Advisors too often fail to state their true value proposition, says Richtsmeier, assuming that the mass affluent need investment help. Affluent Americans no longer require face-to-face relationships to make investing decisions. Value confusion creates a disconnect between the relationships demanded by affluent consumers and the services prioritized by financial advisors.

“Twenty years ago people were worried about whether their advisor understands capital markets, but now anyone can get market information at their fingertips,” he says. “It’s just not that important anymore.”

In truth, most Americans who reach $1 million in investable assets have already been investing effectively on their own. Capgemini’s recent World Wealth Report 2017 survey found that 56 percent of respondents with more than $1 million in net worth would consider using a roboadvisor form Google, Amazon, Apple of Facebook to manage their wealth in lieu of a human.

Many advisors prospect for clients using dreams and aspirations that are, realistically speaking, beyond the clients’ grasp. Today’s consumers may be skeptical of an advisor purporting to offer the possibility of a second home, a beach retirement and an Ivy League education for their children, when what they really need is help managing their budget, saving for retirement and addressing rising costs like health care and child care.

“At the most macro level, the industry has to make a decision: Does it intend to be a very small group of professionals serving a small, elite clientele, or will it continue as a broad-based industry that serves the broader public?” Asked Richtsmeier. “There’s been a flight among some advisors and companies towards the high-net-worth segment.
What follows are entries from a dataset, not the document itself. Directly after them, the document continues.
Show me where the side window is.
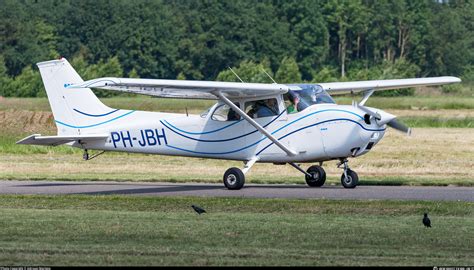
[211,103,240,121]
[245,98,279,118]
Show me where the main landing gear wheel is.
[224,167,245,190]
[305,165,326,187]
[341,169,359,188]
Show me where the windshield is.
[285,84,336,111]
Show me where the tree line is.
[0,0,474,97]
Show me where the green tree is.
[0,55,12,96]
[275,57,302,83]
[216,61,272,83]
[7,66,46,97]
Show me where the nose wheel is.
[337,159,359,188]
[305,165,326,187]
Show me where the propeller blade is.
[357,105,382,120]
[387,118,411,136]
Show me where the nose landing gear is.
[337,159,359,188]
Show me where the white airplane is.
[17,58,461,189]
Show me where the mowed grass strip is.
[0,128,474,186]
[0,95,474,113]
[0,195,474,266]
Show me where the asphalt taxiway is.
[0,180,474,202]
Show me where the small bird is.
[423,213,431,228]
[191,204,206,214]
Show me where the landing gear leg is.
[337,158,359,188]
[288,162,326,187]
[223,157,259,190]
[82,149,89,160]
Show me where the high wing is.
[66,77,289,99]
[16,134,109,146]
[319,76,461,95]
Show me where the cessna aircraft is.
[17,58,461,189]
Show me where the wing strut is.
[215,92,296,156]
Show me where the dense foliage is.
[0,0,474,96]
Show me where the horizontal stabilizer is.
[319,76,461,95]
[16,134,109,146]
[67,77,289,99]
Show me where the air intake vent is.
[365,142,374,150]
[364,114,370,125]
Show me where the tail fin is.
[36,58,114,135]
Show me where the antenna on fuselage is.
[262,68,277,84]
[228,67,244,82]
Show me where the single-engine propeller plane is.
[17,58,461,189]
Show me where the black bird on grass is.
[191,204,206,214]
[423,213,431,228]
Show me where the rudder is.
[36,58,113,135]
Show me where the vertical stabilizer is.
[36,58,114,135]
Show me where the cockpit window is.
[211,103,240,121]
[284,84,336,113]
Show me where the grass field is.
[0,128,474,186]
[0,96,474,186]
[0,195,474,266]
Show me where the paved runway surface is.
[0,181,474,202]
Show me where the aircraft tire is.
[223,167,245,190]
[341,169,359,188]
[305,165,326,187]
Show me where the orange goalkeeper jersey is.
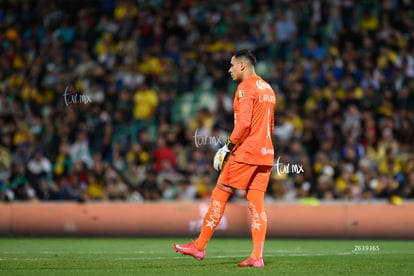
[230,75,276,166]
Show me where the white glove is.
[213,140,234,171]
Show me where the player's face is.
[229,57,243,81]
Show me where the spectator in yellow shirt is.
[134,82,158,122]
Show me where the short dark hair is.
[233,49,256,66]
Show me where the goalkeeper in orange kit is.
[173,50,276,267]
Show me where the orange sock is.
[194,186,231,250]
[247,190,267,260]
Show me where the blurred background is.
[0,0,414,204]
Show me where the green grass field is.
[0,238,414,276]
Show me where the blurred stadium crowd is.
[0,0,414,202]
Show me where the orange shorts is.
[217,156,272,192]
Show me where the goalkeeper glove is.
[213,139,234,171]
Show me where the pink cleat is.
[237,257,264,267]
[173,241,206,260]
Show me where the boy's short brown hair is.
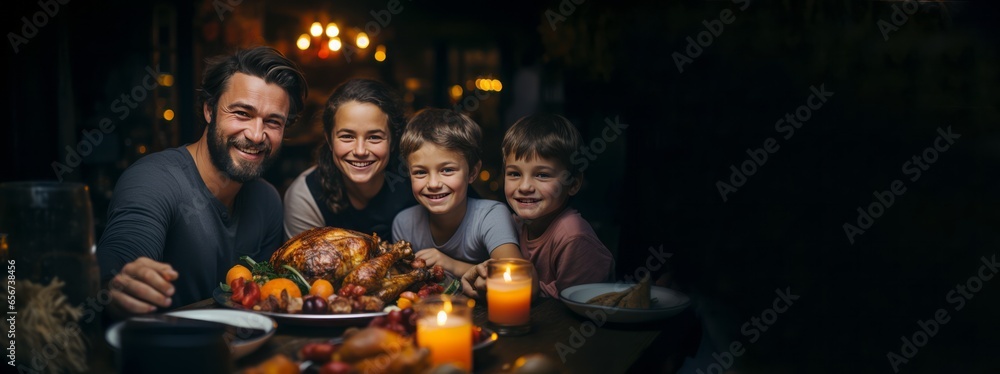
[399,108,483,168]
[500,114,583,177]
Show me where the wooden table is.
[174,298,700,373]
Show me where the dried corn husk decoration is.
[15,277,87,374]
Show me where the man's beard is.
[207,118,280,183]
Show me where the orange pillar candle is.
[486,259,533,335]
[416,295,472,371]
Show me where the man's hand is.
[462,259,493,300]
[109,257,177,314]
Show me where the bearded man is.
[97,47,308,318]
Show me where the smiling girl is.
[285,79,416,240]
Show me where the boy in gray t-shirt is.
[392,108,521,276]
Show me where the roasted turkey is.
[270,227,442,300]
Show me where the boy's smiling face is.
[504,154,582,222]
[407,142,480,218]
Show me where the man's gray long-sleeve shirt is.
[97,146,283,308]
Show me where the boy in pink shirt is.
[462,115,614,298]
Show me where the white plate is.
[212,287,389,326]
[559,283,691,323]
[104,309,278,360]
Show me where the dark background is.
[0,0,1000,373]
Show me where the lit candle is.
[416,295,472,371]
[486,259,533,335]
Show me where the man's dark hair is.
[198,47,309,126]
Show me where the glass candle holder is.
[486,259,535,335]
[414,295,475,372]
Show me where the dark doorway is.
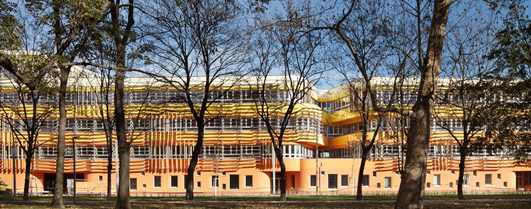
[44,173,85,194]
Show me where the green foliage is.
[0,0,22,50]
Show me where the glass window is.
[361,175,369,187]
[153,176,162,188]
[229,175,240,189]
[170,176,179,188]
[129,178,136,190]
[485,174,492,186]
[245,175,253,187]
[310,175,317,187]
[341,175,348,187]
[328,174,337,189]
[384,177,391,189]
[211,175,219,188]
[433,174,441,186]
[291,175,295,189]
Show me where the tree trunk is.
[51,68,70,208]
[395,0,450,208]
[107,135,112,201]
[186,124,205,201]
[24,153,33,201]
[457,148,466,200]
[356,149,367,200]
[273,152,286,201]
[114,67,131,209]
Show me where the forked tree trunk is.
[185,121,205,201]
[457,148,466,200]
[356,149,368,200]
[395,0,450,208]
[114,67,131,209]
[51,68,70,208]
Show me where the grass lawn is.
[0,194,531,209]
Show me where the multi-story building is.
[0,73,531,195]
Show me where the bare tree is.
[248,7,324,201]
[311,0,452,208]
[0,52,57,201]
[145,0,246,200]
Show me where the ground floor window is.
[170,176,179,188]
[361,175,369,187]
[310,175,317,187]
[328,174,337,189]
[384,177,391,189]
[245,175,253,187]
[341,175,348,187]
[153,176,162,188]
[212,175,219,188]
[229,175,240,189]
[485,174,492,186]
[129,178,136,190]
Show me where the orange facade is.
[0,76,531,196]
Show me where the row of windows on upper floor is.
[327,118,531,138]
[0,145,315,160]
[0,90,315,106]
[317,91,527,113]
[0,144,512,160]
[4,117,323,133]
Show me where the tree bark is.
[186,123,205,201]
[356,149,367,200]
[273,152,286,201]
[395,0,450,208]
[107,133,112,201]
[114,67,131,209]
[51,68,70,208]
[23,152,33,201]
[457,148,466,200]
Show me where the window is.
[245,175,253,188]
[310,175,317,187]
[485,174,492,186]
[129,178,136,190]
[384,177,391,189]
[153,176,162,188]
[170,176,179,188]
[328,174,337,189]
[211,175,219,188]
[229,175,240,189]
[361,175,369,187]
[291,175,295,189]
[341,175,348,187]
[433,174,441,187]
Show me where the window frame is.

I believe that we should continue to stay in the broader arena, but we’re going to have to change to more directly address the needs of the greater public.”
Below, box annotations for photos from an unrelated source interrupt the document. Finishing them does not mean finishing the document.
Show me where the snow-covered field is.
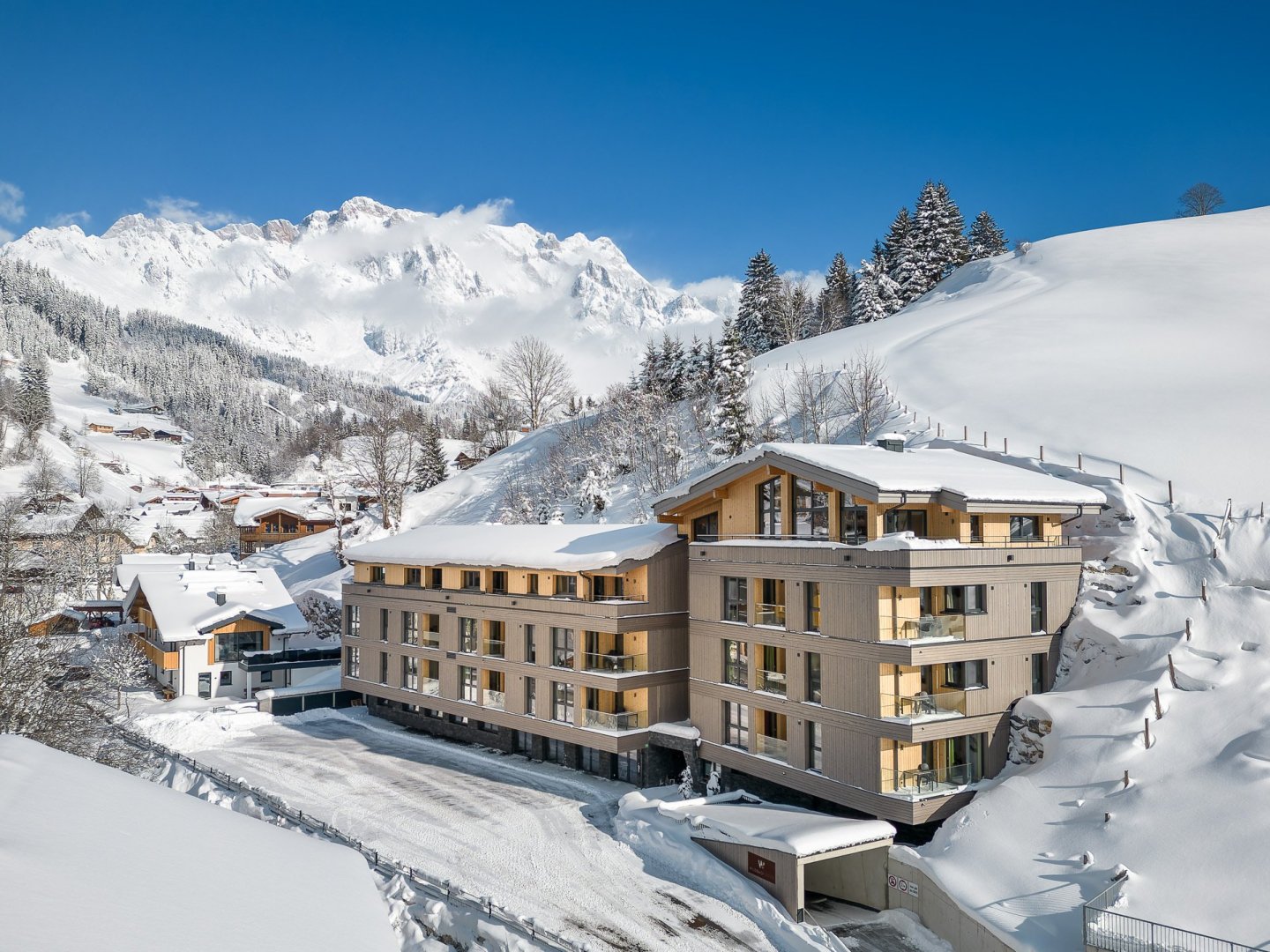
[126,704,843,951]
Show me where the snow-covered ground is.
[123,702,848,951]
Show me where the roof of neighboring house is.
[123,563,309,647]
[653,443,1106,513]
[347,523,679,572]
[234,496,335,528]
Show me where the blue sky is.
[0,0,1270,283]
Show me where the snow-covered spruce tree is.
[710,321,754,457]
[736,249,783,354]
[969,212,1010,262]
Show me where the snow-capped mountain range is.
[0,198,734,401]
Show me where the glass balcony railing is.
[878,614,965,641]
[754,602,785,628]
[751,733,790,761]
[881,690,965,721]
[754,667,788,697]
[881,764,981,800]
[584,652,647,674]
[582,709,647,731]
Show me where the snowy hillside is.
[754,208,1270,504]
[0,198,730,398]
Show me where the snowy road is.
[172,713,774,952]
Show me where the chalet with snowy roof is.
[343,523,688,783]
[654,439,1106,824]
[234,496,347,556]
[116,556,340,699]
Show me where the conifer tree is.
[736,249,782,354]
[969,212,1010,262]
[710,320,753,457]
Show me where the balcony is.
[582,709,647,731]
[583,652,647,674]
[750,733,790,762]
[754,602,785,628]
[881,690,965,724]
[880,764,981,800]
[754,667,788,697]
[878,614,965,641]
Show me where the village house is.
[343,523,688,783]
[116,554,340,699]
[654,441,1105,824]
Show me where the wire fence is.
[1080,881,1253,952]
[112,724,579,952]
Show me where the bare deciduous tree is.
[497,337,572,429]
[838,349,890,445]
[1177,182,1226,219]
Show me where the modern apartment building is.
[343,523,688,783]
[654,441,1105,824]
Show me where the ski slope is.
[753,208,1270,505]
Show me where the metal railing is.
[110,724,576,952]
[583,654,647,674]
[582,709,647,731]
[754,667,788,697]
[881,690,965,721]
[754,602,785,628]
[1080,880,1253,952]
[878,614,965,641]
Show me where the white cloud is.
[146,196,235,228]
[0,182,26,226]
[49,210,93,228]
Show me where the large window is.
[722,638,750,688]
[883,509,926,539]
[722,575,750,623]
[216,631,265,661]
[806,651,820,704]
[459,618,480,655]
[722,701,750,749]
[944,585,988,614]
[944,658,988,690]
[806,721,825,770]
[551,681,572,724]
[1010,516,1040,542]
[1027,582,1045,632]
[838,508,869,546]
[803,582,820,631]
[551,628,574,667]
[459,666,480,703]
[758,476,781,536]
[794,480,829,539]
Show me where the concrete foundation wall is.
[883,854,1015,952]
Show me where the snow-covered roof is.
[234,496,335,527]
[347,523,679,572]
[653,443,1106,511]
[658,791,895,856]
[123,565,309,647]
[0,733,399,952]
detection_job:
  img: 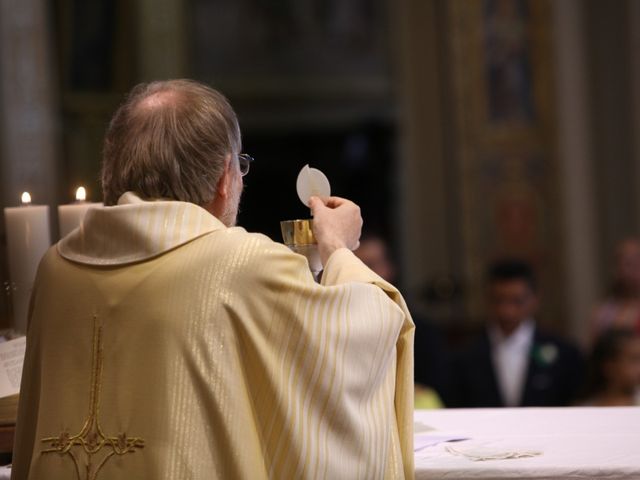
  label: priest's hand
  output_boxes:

“Selling the dream” too often distracts clients with a possibility rather than addressing their financial realities. The mass affluent are more likely to need help with the complexities of their current day-to-day lives rather than an image of a far-off future.

To address these challenges, Richtsmeier proposes that advisors focus more on client onboarding, modernize their services and pricing, introduce a normalized standard of care for clients and invest in their own plans.

Client onboarding should be more about client disclosure than ascertaining risk capacity and checking compliance boxes, says Richtsmeier. Advisors should focus more on their clients’ experiences, concerns, successes and failures, he adds.

Advisors should consider abandoning the asset-based fee and moving towards a subscription- or retainer-based model or a fee-for-service menu, says Richtsmeier. The emphasis must move away from investing and onto providing ongoing care, advice and empathy.